Mr. Moehn has one brother, Henry Moehn, residing in Burlington, and a sister, Mrs. Zachmyer, at Pleasant and Central Avenues. In 1873 he built a home at 1119 Spring Street, where he still resides, and there have been born to him and Mrs. Moehn five children, as follows: Edward, a graduate of the Academy of Our Lady of Lourdes and of Elliott's Business College, who is a stenographer and typewriter in the morel packing house at Ottumwa; Nellie, residing in the old family home in Arch Street, who is the wife of Gephart Moehn, employed in Mr. Moehn's cooperage works; Anna, who died at the age of nineteen years; Frank, a graduate of the Academy of Our Lady and of Elliott's Business College, who is a stenographer and typewriter in the offices of the Rock Island Railway at Burlington; and Mamie, who is a member of the parental household. All the children have received excellent educational advantages in the Catholic parochial schools.

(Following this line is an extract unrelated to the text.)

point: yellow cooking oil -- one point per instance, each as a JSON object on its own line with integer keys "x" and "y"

Although Mr. Moehn's father was a Republican and cast his first ballot for Abraham Lincoln in 1860, he is himself a member of the Democratic party, in the soundness of whose tenets he is a thoroughgoing believer, and for whose success at the polls he has always been a zealous and constant worker; and in recognition of his valuable services he has been the recipient of many honors at the hands of his party and fellow-citizens. As chairman of primaries and member of the county central committee and the city Democratic committee, he has marked influence in politics, while for five years he was alderman from the second ward of the city of Burlington, during which time he consistently discharged the duties of his office with credit to himself and to the entire satisfaction of his constituents, who repeatedly expressed at the polls their confidence in his ability and integrity. As a member of the council he held the important positions of chairman of the general improvement committee, the sewer committee, the railroad committee, and the building committee, in all of which his influence and advice were of conspicuous benefit to the municipal government and assisted materially in the solution of many vexing problems of administration. He was also member of the fire, police, and other committees, and in politics, and feels a great interest in all public affairs.
Mr. Moehn is a man of plain and simple tastes hard-working and devoted to the direction of his affairs; but at the same time his sound business judgment and shrewd appreciation of opportunity have made him highly successful in a pecuniary way, a worthy representative of the business interests of Burlington, and his honesty and uprightness have won him the respect of all who know him and made him many friends.